Intro to RISC-V
Assembly Languages
Instruction Set Architecture (ISA)
- A set of available operations implemented by a specific type of CPU
- Describe almost any behaviour
- ISA defines an assembly language
With assembly languages, almost everything is explicitly handled by the programmer.
RISC
Reduced Instruction Set Computer
- Instruction set simple and small
- Software do complicated operations
RISC-V
https://cs61c.org/su24/pdfs/resources/reference-card.pdfhttps://venus.cs61c.org/
- RISC-V is little endian
Design Principle
- Simplicity favours regularity
- Smaller is faster
- Good design demands good compromises
RISC-V Registers
Overview
- A RISC-V system is composed of two main parts:
- The CPU, which is responsible for computing
- Main memory, which is responsible for long-term data storage
- The CPU is designed to be extremely fast, often completing multiple instructions every nanosecond
- Going to main memory often takes hundreds or even thousands of nanoseconds.
- The CPU can store a small amount of data, through components called registers.
Registers
- A register is a CPU component designed to store a small amount of data.
- Each register stores 32 bits of data (for a 32-bit system) or 64 bits of data (for a 64-bit system). In this class, we use 32-bit only.
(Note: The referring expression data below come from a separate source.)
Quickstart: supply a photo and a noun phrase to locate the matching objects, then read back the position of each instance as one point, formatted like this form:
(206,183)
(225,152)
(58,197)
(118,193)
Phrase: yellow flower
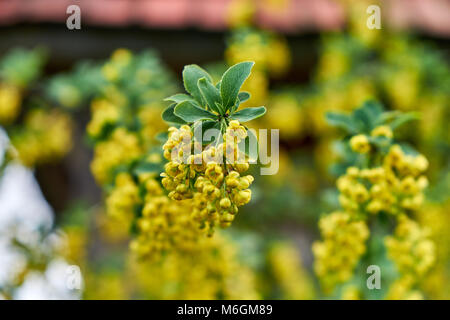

- RISC-V gives access to 32 registers
- The size and number of registers is fixed (you can think of them as being implemented in hardware)
Registers in RISC-V
- RISC-V gives access to 32 registers
- Registers are numbered from 0 to 31
- Referred to by number: x0 – x31
- The register x0 is special and always stores 0 (trying to write data to that register results in the write being ignored). As such, we have 31 registers available for data storage
- The other 31 registers are all identical in behavior; the only difference between different registers is the conventions we follow when using them.